Angiotensin II-induced upregulation of AT1 receptor expression: sequential activation of NF-κB and Elk-1 in neurons

Mitra AK, Gao L, Zucker IH. Angiotensin II-induced upregulation of AT(1)-receptor expression: sequential activation of NF-kappa B and Elk-1 in neurons. Am J Physiol Cell Physiol 299: C561-C569, 2010. First published June 16, 2010; doi: 10.1152/ajpcell.00127.2010.-It has been clearly established that increased circulating angiotensin II (ANG II) with concurrent upregulation of brain and peripheral ANG II type 1 receptors (AT(1)R) are important mediators in the pathophysiology of several diseases characterized by sympatho-excitation.
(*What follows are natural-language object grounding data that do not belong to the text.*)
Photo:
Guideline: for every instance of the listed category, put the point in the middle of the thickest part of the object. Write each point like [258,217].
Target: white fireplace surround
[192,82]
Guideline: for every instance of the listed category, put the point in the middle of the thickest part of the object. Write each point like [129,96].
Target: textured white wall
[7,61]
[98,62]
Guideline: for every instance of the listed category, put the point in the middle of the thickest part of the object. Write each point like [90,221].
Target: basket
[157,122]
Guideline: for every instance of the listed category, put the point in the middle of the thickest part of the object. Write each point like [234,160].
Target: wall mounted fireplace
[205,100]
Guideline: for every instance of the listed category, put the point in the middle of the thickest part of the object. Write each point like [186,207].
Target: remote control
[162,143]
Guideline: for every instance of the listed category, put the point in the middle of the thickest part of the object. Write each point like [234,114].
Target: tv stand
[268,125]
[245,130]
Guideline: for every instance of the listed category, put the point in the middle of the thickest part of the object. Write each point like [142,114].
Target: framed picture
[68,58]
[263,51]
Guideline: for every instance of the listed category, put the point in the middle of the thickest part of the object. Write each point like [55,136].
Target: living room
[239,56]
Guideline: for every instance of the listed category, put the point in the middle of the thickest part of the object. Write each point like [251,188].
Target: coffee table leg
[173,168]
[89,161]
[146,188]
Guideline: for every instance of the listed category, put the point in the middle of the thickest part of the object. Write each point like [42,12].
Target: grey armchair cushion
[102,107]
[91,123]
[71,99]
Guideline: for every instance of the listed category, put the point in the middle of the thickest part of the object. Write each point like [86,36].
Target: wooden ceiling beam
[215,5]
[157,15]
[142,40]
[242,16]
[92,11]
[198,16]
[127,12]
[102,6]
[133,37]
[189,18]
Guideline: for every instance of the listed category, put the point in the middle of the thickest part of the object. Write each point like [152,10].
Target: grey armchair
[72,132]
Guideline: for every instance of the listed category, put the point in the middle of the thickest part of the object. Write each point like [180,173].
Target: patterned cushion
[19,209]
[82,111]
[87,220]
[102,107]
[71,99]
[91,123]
In an effort to further understand the regulation of AT(1)R expression in neurons, we determined the role of sequential activation of the transcription factors nuclear factor-kappa B (NF-kappa B) and Ets-like protein 1 (Elk-1) in AT(1)R upregulation. We used CATH. a neurons as our neuronal cell model. Cells were treated with ANG II (100 nM) over a preset time course. Following ANG II activation, there was a temporal increase in the p65 subunit of NF-kappa B that was observed at 30 min, peaked at 1 h, and was sustained up to 24 h. There was a concomitant decrease of I kappa B and increased I kappa K expression. We also observed an increase in AT(1)R expression which followed the temporal increase of NF-kappa B. The activation of NF-kappa B was blocked by using the inhibitors parthenolide or p65 small interfering RNA (siRNA) which both led to a decrease in AT(1)R expression. The expression of Elk-1 was upregulated over a time period following ANG II activation and was decreased following NF-kappa B inhibition. p65-DNA binding was assessed using electrophoretic mobility shift assay, and it was shown that there was a time-dependent increased binding that was inhibited by means of parthenolide pretreatment or siRNA-mediated p65 gene silencing. Therefore, our results suggest a combined role for the transcription factors NF-kappa B and Elk-1 in the upregulation of AT(1)R in the CATH. a cell neuronal model. These data imply a positive feedback mechanism that may impact neuronal discharge sensitivity in response to ANG II.